Radio in the United States
- Radio: IMS Radio Network

= 2022 Pennzoil 150 =

20th race of the 2022 NASCAR Xfinity Series

The 2022 Pennzoil 150 was the 20th stock car race of the 2022 NASCAR Xfinity Series, and the eleventh iteration of the event. The race was held on Saturday, July 30, 2022, in Speedway, Indiana at the Indianapolis Motor Speedway road course, a 2.439 mi permanent road course built inside the speedway. The race took the scheduled 62 laps to complete. A. J. Allmendinger, driving for Kaulig Racing, dominated the majority of the race, leading 42 laps, and earning his 14th career NASCAR Xfinity Series win, along with his third of the season. To fill out the podium, Alex Bowman, driving for Hendrick Motorsports, and Justin Allgaier, driving for JR Motorsports, would finish 2nd and 3rd, respectively.

== Background ==
The Indianapolis Motor Speedway, located in Speedway, Indiana, (an enclave suburb of Indianapolis) in the United States, is the home of the Indianapolis 500 and the Brickyard 400. It is located on the corner of 16th Street and Georgetown Road, approximately 6 mi west of Downtown Indianapolis.

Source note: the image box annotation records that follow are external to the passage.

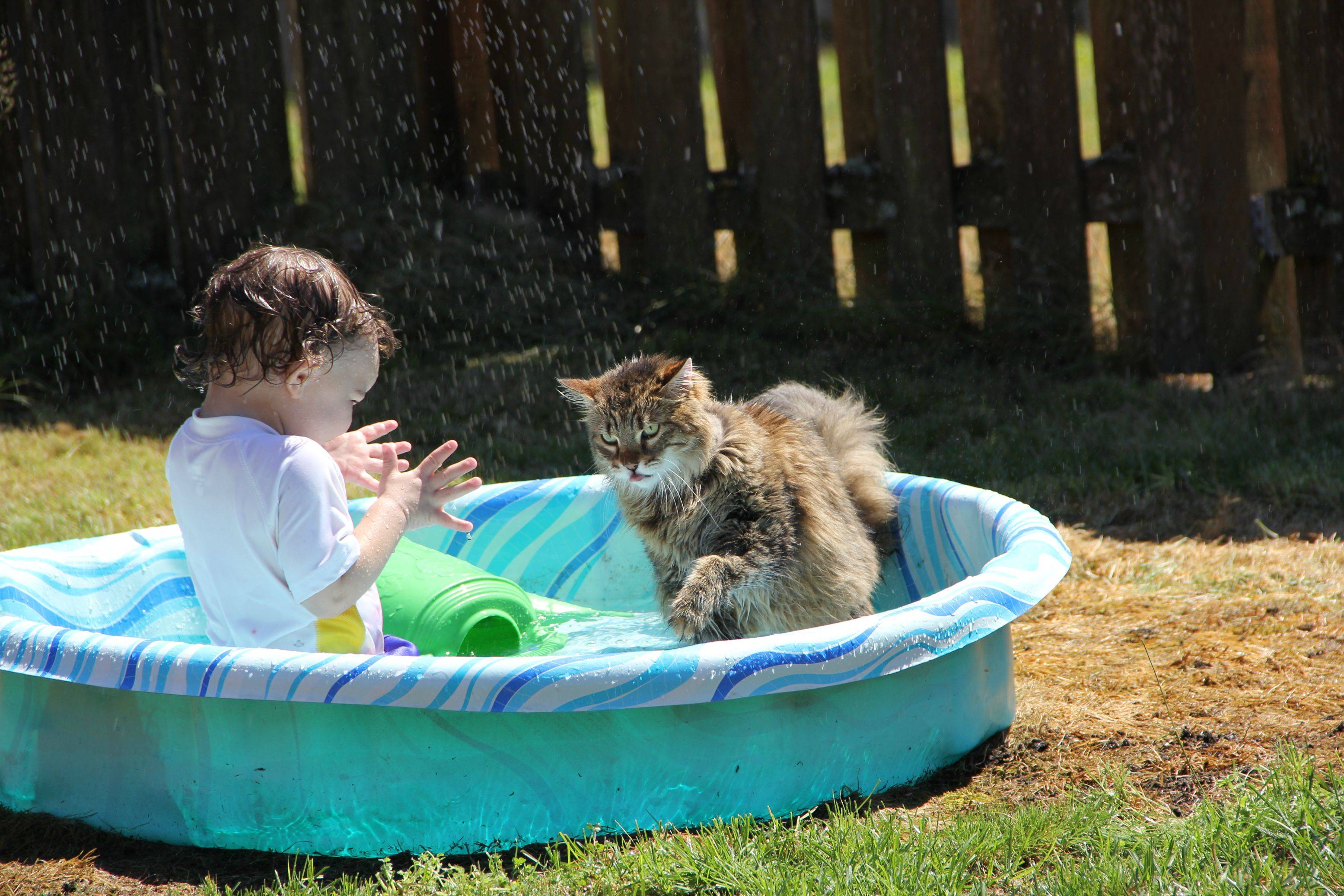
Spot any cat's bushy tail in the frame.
[761,383,896,545]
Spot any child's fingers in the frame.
[375,445,398,494]
[434,475,481,504]
[430,457,476,489]
[359,421,398,440]
[420,439,457,473]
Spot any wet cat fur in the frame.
[561,354,895,642]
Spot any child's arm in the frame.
[303,442,481,619]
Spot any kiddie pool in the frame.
[0,474,1070,856]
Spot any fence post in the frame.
[1275,0,1344,341]
[4,0,169,309]
[302,0,420,201]
[989,0,1092,356]
[957,0,1012,319]
[1090,0,1152,370]
[1127,0,1255,372]
[1246,0,1304,380]
[872,0,964,316]
[704,0,765,274]
[593,0,649,274]
[0,19,34,286]
[513,0,597,243]
[832,0,891,301]
[743,0,834,282]
[448,0,500,183]
[159,0,293,286]
[413,0,466,187]
[625,0,713,271]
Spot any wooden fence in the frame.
[0,0,1344,372]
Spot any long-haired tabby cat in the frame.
[561,354,895,641]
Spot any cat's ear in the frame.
[558,377,597,411]
[659,357,700,399]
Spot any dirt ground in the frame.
[0,528,1344,896]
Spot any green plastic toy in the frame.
[378,539,615,657]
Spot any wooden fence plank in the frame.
[1275,0,1344,341]
[831,0,891,301]
[704,0,765,274]
[743,0,834,282]
[988,0,1091,354]
[593,0,649,274]
[159,0,293,289]
[0,0,180,389]
[513,0,597,238]
[413,0,466,188]
[481,0,527,201]
[298,0,422,201]
[1090,0,1152,370]
[872,0,962,312]
[449,0,500,179]
[1126,0,1254,372]
[1246,0,1304,380]
[1189,0,1257,371]
[625,0,713,271]
[0,20,32,283]
[957,0,1012,316]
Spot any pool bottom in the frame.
[0,626,1013,856]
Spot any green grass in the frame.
[176,752,1344,896]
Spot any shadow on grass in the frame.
[0,731,1008,893]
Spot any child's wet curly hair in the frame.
[175,246,399,388]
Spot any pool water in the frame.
[540,612,685,654]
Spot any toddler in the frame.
[167,246,481,656]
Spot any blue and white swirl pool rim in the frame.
[0,474,1071,856]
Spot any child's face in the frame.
[282,340,378,443]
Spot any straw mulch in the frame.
[899,528,1344,814]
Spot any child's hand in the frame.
[322,421,411,492]
[375,440,481,532]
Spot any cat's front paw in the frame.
[668,595,710,644]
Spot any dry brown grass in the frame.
[917,528,1344,811]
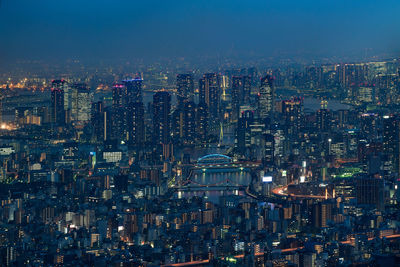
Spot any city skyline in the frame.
[0,0,400,68]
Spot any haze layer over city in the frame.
[0,0,400,267]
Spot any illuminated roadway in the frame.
[272,185,330,199]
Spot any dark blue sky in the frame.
[0,0,400,65]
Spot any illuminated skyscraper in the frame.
[153,91,171,144]
[282,98,303,135]
[176,74,194,108]
[126,102,145,146]
[383,115,400,172]
[112,84,127,141]
[232,76,244,121]
[122,78,143,104]
[196,103,208,143]
[183,101,196,144]
[69,84,92,123]
[258,75,275,121]
[236,110,254,155]
[51,80,66,125]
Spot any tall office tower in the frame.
[153,91,171,144]
[196,103,208,143]
[126,102,145,146]
[51,80,66,125]
[176,74,194,108]
[317,108,331,132]
[258,75,275,122]
[282,97,303,136]
[69,83,93,123]
[91,101,105,142]
[111,84,127,141]
[232,76,244,121]
[199,73,220,120]
[243,75,252,105]
[183,101,196,144]
[236,110,254,155]
[122,78,143,104]
[264,134,275,168]
[171,107,184,144]
[383,115,400,172]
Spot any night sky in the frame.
[0,0,400,63]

Constructed in 1909, it is the original speedway, the first racing facility so named. It has a permanent seating capacity estimated at 235,000 with infield seating raising capacity to an approximate 400,000. It is the highest-capacity sports venue in the world.

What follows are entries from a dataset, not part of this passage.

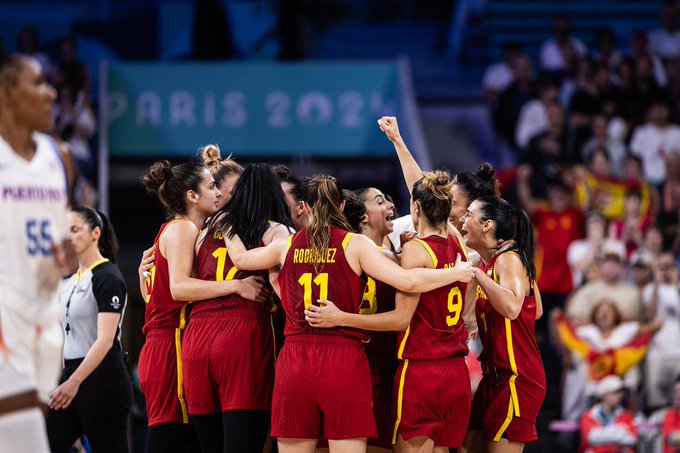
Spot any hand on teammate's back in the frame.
[238,275,272,302]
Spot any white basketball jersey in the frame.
[0,133,68,324]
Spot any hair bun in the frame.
[199,143,222,167]
[141,159,172,193]
[423,170,453,200]
[477,162,496,181]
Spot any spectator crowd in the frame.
[483,1,680,452]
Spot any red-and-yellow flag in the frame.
[557,316,652,381]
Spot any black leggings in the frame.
[146,423,201,453]
[192,411,271,453]
[47,351,132,453]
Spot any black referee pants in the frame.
[47,351,132,453]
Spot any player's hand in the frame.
[378,116,401,142]
[305,299,344,329]
[517,164,533,179]
[399,231,418,249]
[453,253,475,283]
[47,379,80,410]
[138,244,156,277]
[238,275,272,302]
[52,239,78,277]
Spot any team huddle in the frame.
[0,53,546,453]
[139,117,546,452]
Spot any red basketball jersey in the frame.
[359,277,397,370]
[279,227,368,341]
[191,230,272,316]
[475,252,545,386]
[142,221,187,335]
[398,234,468,360]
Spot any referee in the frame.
[47,207,132,453]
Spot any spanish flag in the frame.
[574,170,652,220]
[557,315,652,381]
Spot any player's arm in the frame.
[305,237,432,331]
[345,234,472,293]
[532,281,543,319]
[165,221,266,301]
[463,278,479,340]
[473,253,526,319]
[262,223,293,297]
[137,244,156,300]
[224,234,289,271]
[378,116,423,192]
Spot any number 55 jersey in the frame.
[0,133,68,324]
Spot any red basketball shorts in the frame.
[182,310,275,415]
[137,329,183,426]
[470,372,545,443]
[392,357,472,448]
[271,335,377,440]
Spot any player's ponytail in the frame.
[411,171,453,227]
[305,175,352,266]
[141,160,205,217]
[73,206,118,263]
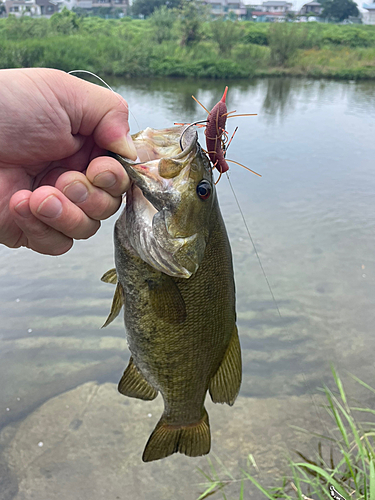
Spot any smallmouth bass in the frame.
[102,127,242,462]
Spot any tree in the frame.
[132,0,182,17]
[180,0,205,46]
[322,0,359,21]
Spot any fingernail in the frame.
[109,134,137,160]
[14,200,31,217]
[37,194,62,219]
[63,181,89,203]
[93,170,117,188]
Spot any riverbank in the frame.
[0,11,375,80]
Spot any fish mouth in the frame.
[116,127,206,278]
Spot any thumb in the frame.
[64,75,137,160]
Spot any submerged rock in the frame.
[0,382,328,500]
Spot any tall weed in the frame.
[268,23,306,66]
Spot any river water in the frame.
[0,78,375,500]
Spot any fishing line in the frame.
[226,172,331,480]
[68,69,144,159]
[226,172,283,319]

In addition to the Indianapolis 500, the speedway also hosts NASCAR's Verizon 200 and Pennzoil 150. From 2000 to 2007, the speedway hosted the Formula One United States Grand Prix, and from 2008 to 2015 the Moto GP.

=== Entry list ===

| # | Driver | Team | Make |
| 1 | Sam Mayer | JR Motorsports | Chevrolet |
| 02 | Brett Moffitt | Our Motorsports | Chevrolet |
| 2 | Sheldon Creed (R) | Richard Childress Racing | Chevrolet |
| 4 | Bayley Currey | JD Motorsports | Chevrolet |
| 5 | Scott Heckert | B. J. McLeod Motorsports | Chevrolet |
| 6 | Ty Dillon (i) | JD Motorsports | Chevrolet |
| 07 | Chase Briscoe (i) | SS-Green Light Racing | Ford |
| 7 | Justin Allgaier | JR Motorsports | Chevrolet |
| 08 | Andy Lally | SS-Green Light Racing | Ford |
| 8 | Josh Berry | JR Motorsports | Chevrolet |
| 9 | Noah Gragson | JR Motorsports | Chevrolet |
| 10 | Landon Cassill | Kaulig Racing | Chevrolet |
| 11 | Daniel Hemric | Kaulig Racing | Chevrolet |
| 13 | Brad Perez (i) | MBM Motorsports | Toyota |
| 16 | A. J. Allmendinger | Kaulig Racing | Chevrolet |
| 17 | Alex Bowman (i) | Hendrick Motorsports | Chevrolet |
| 18 | Bubba Wallace (i) | Joe Gibbs Racing | Toyota |
| 19 | Brandon Jones | Joe Gibbs Racing | Toyota |
| 21 | Austin Hill (R) | Richard Childress Racing | Chevrolet |
| 23 | Anthony Alfredo | Our Motorsports | Chevrolet |
| 26 | Santino Ferrucci | Sam Hunt Racing | Toyota |
| 27 | Jeb Burton | Our Motorsports | Chevrolet |
| 31 | Myatt Snider | Jordan Anderson Racing | Chevrolet |
| 34 | Kyle Weatherman | Jesse Iwuji Motorsports | Chevrolet |
| 35 | Parker Kligerman (i) | Emerling-Gase Motorsports | Ford |
| 36 | Alex Labbé | DGM Racing | Chevrolet |
| 38 | Patrick Gallagher | RSS Racing | Ford |
| 39 | Ryan Sieg | RSS Racing | Ford |
| 44 | Ryan Ellis | Alpha Prime Racing | Chevrolet |
| 45 | Sage Karam | Alpha Prime Racing | Chevrolet |
| 47 | Brandon Brown | Mike Harmon Racing | Chevrolet |
| 48 | Kaz Grala (i) | Big Machine Racing | Chevrolet |
| 51 | Jeremy Clements | Jeremy Clements Racing | Chevrolet |
| 54 | Ty Gibbs | Joe Gibbs Racing | Toyota |
| 66 | J. J. Yeley | MBM Motorsports | Ford |
| 68 | Austin Dillon (i) | Brandonbilt Motorsports | Chevrolet |
| 78 | Josh Williams | B. J. McLeod Motorsports | Chevrolet |
| 88 | Miguel Paludo | JR Motorsports | Chevrolet |
| 90 | Mason Filippi | DGM Racing | Chevrolet |
| 91 | Preston Pardus | DGM Racing | Chevrolet |
| 92 | Ross Chastain (i) | DGM Racing | Chevrolet |
| 98 | Riley Herbst | Stewart-Haas Racing | Ford |
Official entry list

== Practice ==
The only 30-minute practice session was held on Friday, July 29, at 3:30 PM EST. A. J. Allmendinger, driving for Kaulig Racing, was the fastest in the session, with a lap of 1:31.680, and an average speed of 95.772 mph.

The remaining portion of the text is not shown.